A recent Ontario case suggests that an unsecured creditor’s forbearance in requiring payment, together with its offer of new payment terms for a debt, may not be sufficient to support an insolvent debtor’s contemporaneous granting of security to that creditor.

In Snoek10, the Superior Court of Justice considered security granted to a group of individual creditors (“B”) of the bankrupt borrower (“HSLP”) in the context of a larger Ponzi scheme involving numerous unsecured creditors.11

B had initially advanced a series of unsecured loans to HSLP evidenced only by multiple promissory notes. When HSLP was unable to obtain additional Ponzi loans to service payments on B’s loans, B made demand for repayment and asked for security. HSLP granted security to B in the form of an undivided interest in a mortgage asset held by HSLP, and in exchange B agreed to capitalize the unpaid interest, and to accept new promissory notes with a reduced interest rate and an extended term.

The Trustee moved to have the security granted to B set aside on the grounds that it constituted an improper preference under the Assignments and Preferences Act 12. It was alleged that the security had been granted to B when HSLP was insolvent and with the intent to prefer B over other creditors.13

The Court initially concluded that the security constituted an improper preference under Section 4 of the Act as HSLP had clearly granted the security at a time when HSLP was insolvent. There was a clear intent to prefer B over several of HSLP’s other creditors who were also demanding repayment from HSLP at the same time but did not receive similar security.

The Court then further concluded that B had not shown the characterization of the security as an improper preference was saved by virtue of one of the exemptions available under Sections 5(1) or 5(5)(d) of the Act. In particular, B had not proven that either (i) the security was granted for a present actual advance of money, or (ii) the security was granted for a pre-existing debt and B made a new advance to HSLP in the belief that the advance would enable HSLP to continue its business and pay its debts in full.

Madam Justice Mesbur determined that the Act requires an actual advance of money to satisfy the saving provisions, and noted that Section 5 did not expand the plain meaning of the term “money” or expressly contemplate any other types of consideration like money’s worth or a forbearance.

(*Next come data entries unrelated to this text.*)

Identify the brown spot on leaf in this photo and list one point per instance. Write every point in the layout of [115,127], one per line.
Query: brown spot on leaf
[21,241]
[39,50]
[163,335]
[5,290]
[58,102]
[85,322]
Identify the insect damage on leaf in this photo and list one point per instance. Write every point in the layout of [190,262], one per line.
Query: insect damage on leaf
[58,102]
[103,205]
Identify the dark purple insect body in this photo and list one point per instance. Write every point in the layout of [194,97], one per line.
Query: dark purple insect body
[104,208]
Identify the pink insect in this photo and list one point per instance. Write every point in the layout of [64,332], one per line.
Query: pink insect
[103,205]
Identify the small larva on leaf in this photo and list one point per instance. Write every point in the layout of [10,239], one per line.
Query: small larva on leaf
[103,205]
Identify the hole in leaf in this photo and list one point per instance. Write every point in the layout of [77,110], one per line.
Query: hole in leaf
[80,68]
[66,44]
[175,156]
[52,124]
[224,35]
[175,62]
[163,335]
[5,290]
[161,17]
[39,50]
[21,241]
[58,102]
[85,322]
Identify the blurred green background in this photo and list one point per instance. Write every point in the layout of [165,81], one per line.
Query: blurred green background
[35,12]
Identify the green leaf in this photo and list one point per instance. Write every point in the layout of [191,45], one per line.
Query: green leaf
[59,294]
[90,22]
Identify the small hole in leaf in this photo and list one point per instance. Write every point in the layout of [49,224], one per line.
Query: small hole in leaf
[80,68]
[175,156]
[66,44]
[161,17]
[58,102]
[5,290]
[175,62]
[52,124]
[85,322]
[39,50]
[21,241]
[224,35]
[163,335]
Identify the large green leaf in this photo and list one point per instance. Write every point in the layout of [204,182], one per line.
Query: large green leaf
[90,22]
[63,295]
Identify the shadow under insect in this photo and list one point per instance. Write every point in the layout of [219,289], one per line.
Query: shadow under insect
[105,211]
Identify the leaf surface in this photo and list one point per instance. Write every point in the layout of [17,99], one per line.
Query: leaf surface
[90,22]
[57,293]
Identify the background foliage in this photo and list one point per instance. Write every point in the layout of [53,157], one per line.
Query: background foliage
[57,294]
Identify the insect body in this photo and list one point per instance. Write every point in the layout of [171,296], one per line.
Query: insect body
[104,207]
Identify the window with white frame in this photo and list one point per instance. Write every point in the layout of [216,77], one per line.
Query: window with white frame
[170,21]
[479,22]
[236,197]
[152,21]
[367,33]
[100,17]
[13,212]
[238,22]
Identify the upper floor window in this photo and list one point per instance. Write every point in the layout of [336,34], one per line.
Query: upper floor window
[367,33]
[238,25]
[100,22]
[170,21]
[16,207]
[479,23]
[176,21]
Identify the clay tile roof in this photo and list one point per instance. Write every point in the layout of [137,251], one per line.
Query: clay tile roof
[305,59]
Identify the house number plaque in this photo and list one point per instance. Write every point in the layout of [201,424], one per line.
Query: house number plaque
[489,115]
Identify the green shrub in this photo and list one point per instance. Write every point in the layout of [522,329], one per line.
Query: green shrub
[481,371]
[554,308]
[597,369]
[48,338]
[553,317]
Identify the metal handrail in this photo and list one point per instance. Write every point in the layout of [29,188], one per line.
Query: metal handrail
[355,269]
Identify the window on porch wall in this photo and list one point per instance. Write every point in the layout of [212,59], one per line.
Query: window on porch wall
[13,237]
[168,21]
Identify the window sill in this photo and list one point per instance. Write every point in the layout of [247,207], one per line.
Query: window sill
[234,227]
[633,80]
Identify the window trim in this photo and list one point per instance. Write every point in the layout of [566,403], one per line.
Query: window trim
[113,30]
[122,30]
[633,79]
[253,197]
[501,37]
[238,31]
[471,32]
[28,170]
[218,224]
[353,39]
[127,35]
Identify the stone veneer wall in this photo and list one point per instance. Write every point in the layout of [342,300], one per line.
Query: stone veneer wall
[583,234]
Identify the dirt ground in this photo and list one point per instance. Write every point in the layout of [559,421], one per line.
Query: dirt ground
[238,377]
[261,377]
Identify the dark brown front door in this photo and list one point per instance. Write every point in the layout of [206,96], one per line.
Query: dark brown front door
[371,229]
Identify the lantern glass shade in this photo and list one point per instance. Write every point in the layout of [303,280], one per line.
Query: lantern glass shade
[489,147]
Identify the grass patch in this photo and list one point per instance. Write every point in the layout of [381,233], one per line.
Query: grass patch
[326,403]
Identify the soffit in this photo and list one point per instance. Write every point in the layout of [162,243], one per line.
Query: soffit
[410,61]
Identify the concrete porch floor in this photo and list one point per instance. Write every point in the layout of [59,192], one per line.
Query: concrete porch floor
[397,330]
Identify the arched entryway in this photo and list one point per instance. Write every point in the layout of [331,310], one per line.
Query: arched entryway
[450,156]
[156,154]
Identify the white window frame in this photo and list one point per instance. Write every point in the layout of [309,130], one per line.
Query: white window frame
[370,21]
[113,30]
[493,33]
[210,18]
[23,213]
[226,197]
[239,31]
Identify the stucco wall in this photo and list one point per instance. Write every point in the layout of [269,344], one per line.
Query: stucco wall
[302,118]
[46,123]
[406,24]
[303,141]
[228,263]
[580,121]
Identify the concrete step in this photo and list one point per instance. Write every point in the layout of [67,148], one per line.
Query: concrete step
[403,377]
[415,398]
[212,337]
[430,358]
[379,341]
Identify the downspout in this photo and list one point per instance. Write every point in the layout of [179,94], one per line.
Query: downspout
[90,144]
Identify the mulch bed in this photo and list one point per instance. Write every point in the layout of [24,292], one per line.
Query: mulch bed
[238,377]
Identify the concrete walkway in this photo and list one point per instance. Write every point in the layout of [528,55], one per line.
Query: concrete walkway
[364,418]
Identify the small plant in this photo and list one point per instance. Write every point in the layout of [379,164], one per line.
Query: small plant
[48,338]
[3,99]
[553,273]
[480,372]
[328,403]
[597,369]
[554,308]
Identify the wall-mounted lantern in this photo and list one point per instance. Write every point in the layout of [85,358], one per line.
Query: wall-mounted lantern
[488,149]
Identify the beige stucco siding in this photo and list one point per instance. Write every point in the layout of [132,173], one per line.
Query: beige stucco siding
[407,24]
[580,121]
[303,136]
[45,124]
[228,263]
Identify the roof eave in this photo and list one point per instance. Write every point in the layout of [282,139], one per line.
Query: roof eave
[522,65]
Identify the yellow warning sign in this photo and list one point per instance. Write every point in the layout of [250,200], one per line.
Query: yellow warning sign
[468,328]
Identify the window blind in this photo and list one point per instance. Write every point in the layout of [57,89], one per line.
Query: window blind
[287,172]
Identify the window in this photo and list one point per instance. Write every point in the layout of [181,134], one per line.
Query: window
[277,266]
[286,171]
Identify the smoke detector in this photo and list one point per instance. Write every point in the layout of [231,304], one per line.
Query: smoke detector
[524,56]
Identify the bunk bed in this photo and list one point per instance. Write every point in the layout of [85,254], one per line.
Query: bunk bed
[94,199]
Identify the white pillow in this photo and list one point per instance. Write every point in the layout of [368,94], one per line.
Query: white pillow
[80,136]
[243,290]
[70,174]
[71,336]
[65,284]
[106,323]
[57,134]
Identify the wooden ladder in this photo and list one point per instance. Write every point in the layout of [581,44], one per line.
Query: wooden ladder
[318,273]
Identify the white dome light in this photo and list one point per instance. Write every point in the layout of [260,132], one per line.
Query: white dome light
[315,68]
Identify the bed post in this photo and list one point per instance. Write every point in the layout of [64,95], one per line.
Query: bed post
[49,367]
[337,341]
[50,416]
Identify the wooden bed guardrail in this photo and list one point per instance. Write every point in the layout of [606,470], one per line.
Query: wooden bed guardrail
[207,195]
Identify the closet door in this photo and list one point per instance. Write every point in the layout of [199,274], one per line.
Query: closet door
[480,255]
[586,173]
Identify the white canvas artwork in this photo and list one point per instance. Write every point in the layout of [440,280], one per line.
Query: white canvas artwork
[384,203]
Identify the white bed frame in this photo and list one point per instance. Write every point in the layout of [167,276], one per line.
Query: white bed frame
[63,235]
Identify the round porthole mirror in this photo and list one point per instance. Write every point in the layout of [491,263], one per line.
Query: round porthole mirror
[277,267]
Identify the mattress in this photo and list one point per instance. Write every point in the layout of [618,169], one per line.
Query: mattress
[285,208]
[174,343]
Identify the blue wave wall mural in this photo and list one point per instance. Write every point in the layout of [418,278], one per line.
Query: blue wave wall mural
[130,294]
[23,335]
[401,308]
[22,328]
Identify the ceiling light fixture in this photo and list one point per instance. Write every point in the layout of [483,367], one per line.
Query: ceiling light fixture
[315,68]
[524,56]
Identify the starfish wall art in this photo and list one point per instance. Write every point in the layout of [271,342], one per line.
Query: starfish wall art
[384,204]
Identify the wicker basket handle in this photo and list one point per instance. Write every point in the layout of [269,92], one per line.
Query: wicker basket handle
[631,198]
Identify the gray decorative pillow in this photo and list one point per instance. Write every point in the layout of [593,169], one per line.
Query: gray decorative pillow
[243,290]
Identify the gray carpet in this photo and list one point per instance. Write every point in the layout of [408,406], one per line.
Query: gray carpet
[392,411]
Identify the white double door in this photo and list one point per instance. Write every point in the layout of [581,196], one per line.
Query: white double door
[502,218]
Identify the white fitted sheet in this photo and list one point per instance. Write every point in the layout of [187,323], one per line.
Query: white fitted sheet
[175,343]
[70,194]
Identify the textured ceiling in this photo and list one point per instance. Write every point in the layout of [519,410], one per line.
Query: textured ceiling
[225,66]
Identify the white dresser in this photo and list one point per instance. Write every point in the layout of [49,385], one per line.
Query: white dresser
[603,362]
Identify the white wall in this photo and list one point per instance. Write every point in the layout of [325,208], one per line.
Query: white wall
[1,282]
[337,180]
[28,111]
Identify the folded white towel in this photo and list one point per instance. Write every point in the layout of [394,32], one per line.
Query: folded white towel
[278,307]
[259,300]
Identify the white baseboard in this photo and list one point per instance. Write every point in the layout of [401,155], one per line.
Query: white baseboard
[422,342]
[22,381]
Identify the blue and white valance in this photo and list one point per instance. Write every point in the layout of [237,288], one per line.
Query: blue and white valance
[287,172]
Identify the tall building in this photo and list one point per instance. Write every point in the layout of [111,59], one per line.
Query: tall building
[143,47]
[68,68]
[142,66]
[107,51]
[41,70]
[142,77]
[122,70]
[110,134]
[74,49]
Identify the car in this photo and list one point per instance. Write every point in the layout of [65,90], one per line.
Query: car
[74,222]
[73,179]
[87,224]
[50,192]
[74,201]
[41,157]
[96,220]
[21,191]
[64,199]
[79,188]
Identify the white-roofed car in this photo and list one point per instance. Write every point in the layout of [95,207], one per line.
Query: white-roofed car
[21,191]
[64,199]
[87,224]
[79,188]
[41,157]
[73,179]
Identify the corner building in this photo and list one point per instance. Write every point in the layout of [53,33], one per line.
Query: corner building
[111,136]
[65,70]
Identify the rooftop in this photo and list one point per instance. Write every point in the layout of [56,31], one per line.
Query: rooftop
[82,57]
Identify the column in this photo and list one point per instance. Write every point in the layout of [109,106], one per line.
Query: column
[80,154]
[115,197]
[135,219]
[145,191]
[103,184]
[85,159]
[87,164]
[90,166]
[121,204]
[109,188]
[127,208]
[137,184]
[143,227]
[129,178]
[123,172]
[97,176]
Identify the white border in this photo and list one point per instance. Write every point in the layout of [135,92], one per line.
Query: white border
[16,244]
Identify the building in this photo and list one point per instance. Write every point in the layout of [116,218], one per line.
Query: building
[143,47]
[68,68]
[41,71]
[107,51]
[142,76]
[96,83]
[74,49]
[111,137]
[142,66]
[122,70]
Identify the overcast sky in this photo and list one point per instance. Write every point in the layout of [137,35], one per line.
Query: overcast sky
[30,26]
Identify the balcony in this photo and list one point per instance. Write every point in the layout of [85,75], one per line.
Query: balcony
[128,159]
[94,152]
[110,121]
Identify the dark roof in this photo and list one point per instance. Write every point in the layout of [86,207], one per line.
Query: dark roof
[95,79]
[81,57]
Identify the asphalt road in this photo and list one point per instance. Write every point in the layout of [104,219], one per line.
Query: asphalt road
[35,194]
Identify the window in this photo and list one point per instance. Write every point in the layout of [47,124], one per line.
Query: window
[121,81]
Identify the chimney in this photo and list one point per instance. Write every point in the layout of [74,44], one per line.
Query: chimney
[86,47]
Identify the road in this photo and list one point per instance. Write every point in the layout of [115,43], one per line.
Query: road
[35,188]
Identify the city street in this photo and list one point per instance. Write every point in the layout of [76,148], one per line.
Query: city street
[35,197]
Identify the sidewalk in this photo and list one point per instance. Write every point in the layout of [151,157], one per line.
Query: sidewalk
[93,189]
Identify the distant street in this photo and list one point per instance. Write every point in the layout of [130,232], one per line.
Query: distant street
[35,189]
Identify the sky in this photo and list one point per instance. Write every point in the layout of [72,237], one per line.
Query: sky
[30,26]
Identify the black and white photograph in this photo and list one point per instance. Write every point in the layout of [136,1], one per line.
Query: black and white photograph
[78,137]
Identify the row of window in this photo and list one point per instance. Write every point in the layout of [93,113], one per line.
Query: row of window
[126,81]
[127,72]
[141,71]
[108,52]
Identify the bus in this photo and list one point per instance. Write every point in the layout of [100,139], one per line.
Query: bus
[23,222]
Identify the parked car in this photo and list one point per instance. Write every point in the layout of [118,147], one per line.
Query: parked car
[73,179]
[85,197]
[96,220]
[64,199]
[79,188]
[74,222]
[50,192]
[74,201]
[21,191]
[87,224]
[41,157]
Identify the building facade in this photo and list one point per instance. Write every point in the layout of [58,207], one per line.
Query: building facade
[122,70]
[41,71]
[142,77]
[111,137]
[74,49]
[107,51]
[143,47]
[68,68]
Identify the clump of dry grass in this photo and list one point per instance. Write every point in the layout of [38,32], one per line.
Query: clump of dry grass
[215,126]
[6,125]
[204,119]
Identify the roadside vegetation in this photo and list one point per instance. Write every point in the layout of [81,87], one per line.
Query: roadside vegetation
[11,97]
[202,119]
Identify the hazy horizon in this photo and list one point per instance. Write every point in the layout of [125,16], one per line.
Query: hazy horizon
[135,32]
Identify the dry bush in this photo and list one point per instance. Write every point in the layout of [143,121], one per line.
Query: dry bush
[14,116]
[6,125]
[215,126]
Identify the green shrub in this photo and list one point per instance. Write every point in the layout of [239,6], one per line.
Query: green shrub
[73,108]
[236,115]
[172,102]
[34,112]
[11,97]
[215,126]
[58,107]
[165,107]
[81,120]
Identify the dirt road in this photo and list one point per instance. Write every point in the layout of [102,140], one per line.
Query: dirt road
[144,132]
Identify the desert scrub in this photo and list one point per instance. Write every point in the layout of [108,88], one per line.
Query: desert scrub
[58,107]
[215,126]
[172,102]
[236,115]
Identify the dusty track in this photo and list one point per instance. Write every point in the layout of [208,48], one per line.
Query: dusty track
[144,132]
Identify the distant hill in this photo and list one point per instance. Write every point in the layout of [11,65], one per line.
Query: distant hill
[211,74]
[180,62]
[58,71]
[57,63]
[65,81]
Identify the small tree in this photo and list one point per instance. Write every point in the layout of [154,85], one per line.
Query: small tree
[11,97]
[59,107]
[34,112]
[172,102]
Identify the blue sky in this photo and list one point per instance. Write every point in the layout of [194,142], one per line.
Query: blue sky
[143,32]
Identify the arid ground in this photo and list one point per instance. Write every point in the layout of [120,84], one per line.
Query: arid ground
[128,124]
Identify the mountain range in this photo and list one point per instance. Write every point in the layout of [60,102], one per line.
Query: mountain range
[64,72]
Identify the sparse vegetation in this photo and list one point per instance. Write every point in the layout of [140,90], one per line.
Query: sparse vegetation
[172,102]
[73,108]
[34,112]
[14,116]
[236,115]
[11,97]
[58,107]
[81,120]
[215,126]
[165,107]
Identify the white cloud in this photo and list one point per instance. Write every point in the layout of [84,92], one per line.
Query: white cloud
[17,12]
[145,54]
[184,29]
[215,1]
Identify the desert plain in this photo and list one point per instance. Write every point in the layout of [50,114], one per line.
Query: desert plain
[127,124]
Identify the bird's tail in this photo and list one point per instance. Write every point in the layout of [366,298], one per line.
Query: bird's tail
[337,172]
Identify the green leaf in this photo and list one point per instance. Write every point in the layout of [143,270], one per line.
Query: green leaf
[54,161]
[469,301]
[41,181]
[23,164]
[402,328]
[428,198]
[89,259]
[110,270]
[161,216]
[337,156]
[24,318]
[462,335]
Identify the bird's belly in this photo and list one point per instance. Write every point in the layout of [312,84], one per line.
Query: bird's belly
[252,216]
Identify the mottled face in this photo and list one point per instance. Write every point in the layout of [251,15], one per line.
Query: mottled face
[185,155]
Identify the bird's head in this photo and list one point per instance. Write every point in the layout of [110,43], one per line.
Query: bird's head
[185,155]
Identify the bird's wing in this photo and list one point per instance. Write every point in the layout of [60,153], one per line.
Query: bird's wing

However, she questioned whether B’s actions in continuing to demand payment actually constituted a forbearance, and therefore she did not technically have to determine if a proper forbearance could in any circumstances be sufficient to qualify as an advance of money. In addition, in her view there was no cogent evidence to support any reasonable belief that B’s actions in capitalizing interest, reducing the interest rate and extending the term would mean that HSLP would continue in business and to be able to pay its debts in full. Madam Justice Mesbur accordingly concluded that the security given to B could not be saved and must be set aside.

The Court’s strict interpretation of the Act may have been based upon a desire to prevent B from elevating its status to that of a secured creditor to the detriment of many other unsecured victims of the Ponzi scheme. It is not clear if the court’s determination in this case would be applied in a situation where there was an existing secured institutional lender providing an operating line to a borrower where that lender received additional shore-up security in exchange for continuing to extend the line of credit. In that situation it would presumably be easier to establish that maintenance of the line of credit was essential to the borrower being able to continue its business and ultimately pay its debts in full. We understand that the case is presently under appeal14 and look forward to the Court of Appeal providing some clarification on this issue.